Weblog Bas – Why coming up with the right name is art

Weblog Bas – Why coming up with the right name is art

I come across Manfred Gotta again in the magazines. Great guy. Invented a new business, making up car names, and became incredibly successful at it because the industry was smart enough to see the point. Gotta is still active at the age of 76 and you can see his customers on the Gotta Brands site; Smart and Mercedes, Opel, Porsche, Renault and Sony.

Gotta became a hit because he understood something. A name is not a formality. It’s a sign, a trademark. It must fit sonically and psychologically. Too weighty is a flag on the mud barge if the product does not have the associated prestige (think Ssangyong Chairman), a wrong cast hits like a pincer on Dirk. The large, not harmless Kodiak bear does not seem to me to be the most appropriate association for the largest Skoda SUV. That brand is too peaceful for that. With the Kodiaq you don’t go out to shoot bears on the weekends. You will make friends, have parties, have a barbecue, play football and swim. The current Skoda commercial shows it so well that you immediately feel like living a well-organized, bourgeois life. The next Kodiaq should be called Dvorák, after the great Czech composer of an oeuvre that draws the biggest grumps out of shit. Same sound byte, better atmosphere.

The requirements vary from brand to brand. A Smart cannot be called Senator and a Rolls cannot be called Panda. Every good car name contains a piece of marketing, a piece of psychoanalysis and a piece of brand DNA. You characterize the object. Gotta, who sniffed cars from top to bottom in preparation for his search for the right word, looked for the soul of a car. For Opel he came up with the modern, agile names of the Vectra, Calibra and Agila, for VW the hit Corrado, for Smart fortwo and forfour, how simple can it be – exactly what it is, two or four doors. Twingo is brilliant because no other city car is called that and because it sounds so friendly when the model presents itself.
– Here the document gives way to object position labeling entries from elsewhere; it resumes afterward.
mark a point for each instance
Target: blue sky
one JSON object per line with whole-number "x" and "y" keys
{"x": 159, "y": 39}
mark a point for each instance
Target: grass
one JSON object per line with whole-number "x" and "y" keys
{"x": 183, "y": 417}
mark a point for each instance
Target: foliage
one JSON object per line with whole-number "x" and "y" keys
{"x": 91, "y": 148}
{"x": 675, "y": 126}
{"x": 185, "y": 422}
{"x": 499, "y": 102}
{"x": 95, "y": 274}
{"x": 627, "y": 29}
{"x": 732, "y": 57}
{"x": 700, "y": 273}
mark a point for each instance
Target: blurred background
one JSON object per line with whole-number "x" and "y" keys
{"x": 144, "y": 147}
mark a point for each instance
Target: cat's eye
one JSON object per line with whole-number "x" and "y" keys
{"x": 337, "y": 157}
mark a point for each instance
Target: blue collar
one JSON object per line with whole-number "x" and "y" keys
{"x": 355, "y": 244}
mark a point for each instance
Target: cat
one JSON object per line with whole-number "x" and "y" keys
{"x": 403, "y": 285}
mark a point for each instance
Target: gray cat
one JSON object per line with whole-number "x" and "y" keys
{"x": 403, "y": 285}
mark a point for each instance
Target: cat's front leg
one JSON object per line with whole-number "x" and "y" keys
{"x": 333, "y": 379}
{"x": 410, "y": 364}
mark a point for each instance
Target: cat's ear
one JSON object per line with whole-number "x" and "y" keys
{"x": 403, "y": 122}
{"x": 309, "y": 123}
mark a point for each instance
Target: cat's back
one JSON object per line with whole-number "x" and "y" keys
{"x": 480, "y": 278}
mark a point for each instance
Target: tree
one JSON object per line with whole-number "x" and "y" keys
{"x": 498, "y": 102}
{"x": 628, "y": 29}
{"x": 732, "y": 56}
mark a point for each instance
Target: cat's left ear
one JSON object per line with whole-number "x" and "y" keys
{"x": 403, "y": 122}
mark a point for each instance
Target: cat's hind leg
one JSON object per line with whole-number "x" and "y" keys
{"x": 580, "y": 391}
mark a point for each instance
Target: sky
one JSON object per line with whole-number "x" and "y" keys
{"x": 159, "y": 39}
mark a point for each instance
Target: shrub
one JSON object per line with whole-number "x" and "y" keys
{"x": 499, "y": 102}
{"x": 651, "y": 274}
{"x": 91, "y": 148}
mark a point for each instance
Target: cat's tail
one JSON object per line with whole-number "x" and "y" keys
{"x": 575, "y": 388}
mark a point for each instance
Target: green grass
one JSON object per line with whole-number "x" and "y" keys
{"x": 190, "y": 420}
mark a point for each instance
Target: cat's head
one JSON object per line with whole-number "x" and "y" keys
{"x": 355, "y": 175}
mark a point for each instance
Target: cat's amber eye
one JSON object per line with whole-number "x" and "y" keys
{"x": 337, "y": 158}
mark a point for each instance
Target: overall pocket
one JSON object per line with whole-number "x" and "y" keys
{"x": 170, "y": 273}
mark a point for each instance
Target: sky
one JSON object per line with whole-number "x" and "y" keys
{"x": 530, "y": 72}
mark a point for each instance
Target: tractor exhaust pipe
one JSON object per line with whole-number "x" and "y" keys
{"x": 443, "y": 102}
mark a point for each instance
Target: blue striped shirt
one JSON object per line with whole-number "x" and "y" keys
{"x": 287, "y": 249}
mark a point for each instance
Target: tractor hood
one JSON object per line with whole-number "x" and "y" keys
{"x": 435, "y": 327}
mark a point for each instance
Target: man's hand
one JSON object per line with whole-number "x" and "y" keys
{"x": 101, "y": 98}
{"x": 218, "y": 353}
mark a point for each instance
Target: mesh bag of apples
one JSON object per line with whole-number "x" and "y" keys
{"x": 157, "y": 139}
Panamera, also a Gotta classic, sounds as long and stretched as the car and cleverly links to the historic Carrera Panamericana race in which Porsche once achieved victories. It’s a bull’s-eye in every respect.

Given the number of incorrect names in the current model range, the automotive world is in need of a new Gotta, although Manfred Gotta must also have guessed wrong at times. There were always unfortunate names. We don’t have to talk about Croma again, but Avenger for such a lame plug-in device based on Stellantis is really not possible; that’s like calling a chihuaha Hector. The name Tonale is as characterless as the Alfa that should never have been created. That e-tron from Audi sounds like a microwave or a forgotten concept album from a synthesizer group in 1975. Bentley names are sad. Continental and Brooklands are acceptable in their solid Britishness, but Arnage hangs like a drip from a freshly painted window frame and Bentayga, apart from all the wrong associations with the wrong rappers, is an incredibly ugly word. At Ford, Kuga is like a swear word in an unknown language. No matter how kindly you say it, it always brings to mind gagging and disgust.

Fortunately, many brands opt for neutral number-letter combinations, although these are not necessarily the saving solution. At Mazda, Honda and Toyota they anonymize the range. It becomes one big mess of meaningless codes. In the no man’s land of CX-3 or MX-30 you quickly lose track, and after Bz4X and e:Ny1 even the sheepish Solterra is a relief. E-HS9 is a great model code for a North Korean cruise missile, but a mockery for a Chinese brand that hopes to cheat the people out of a ton with Rolls styling. EQE sounds like nothing because it is an abbreviation of nothing. Exactly the car, head and tail. Conversely, numbers with meaning can become real, magical words. So 911 became Elfer or Neun-Elfer and real BMWs became Dreier and Fünfer. Then as a manufacturer you are where you need to be. Then some stupid number has created its own myth.

But then you are talking about a brand of standing. Most manufacturers, especially the startups and the small ones, just fiddle around through trial and error. At BYD, Tang is a drama because of the nasty associations, Dolphin is more like a boat than a car. At Daihatsu, Levorg is a gurgling slip and Impreza sounds just as good as the car, especially when 555 or WRX follows. Who are doing well? The people of Lamborghini. Murciélago and Aventador are sharp, outspoken, cruel-sounding names that reflect the Gotta spirit, although as far as I know they are not from his name. What would Gotta call herself? I’m betting on Gotcha!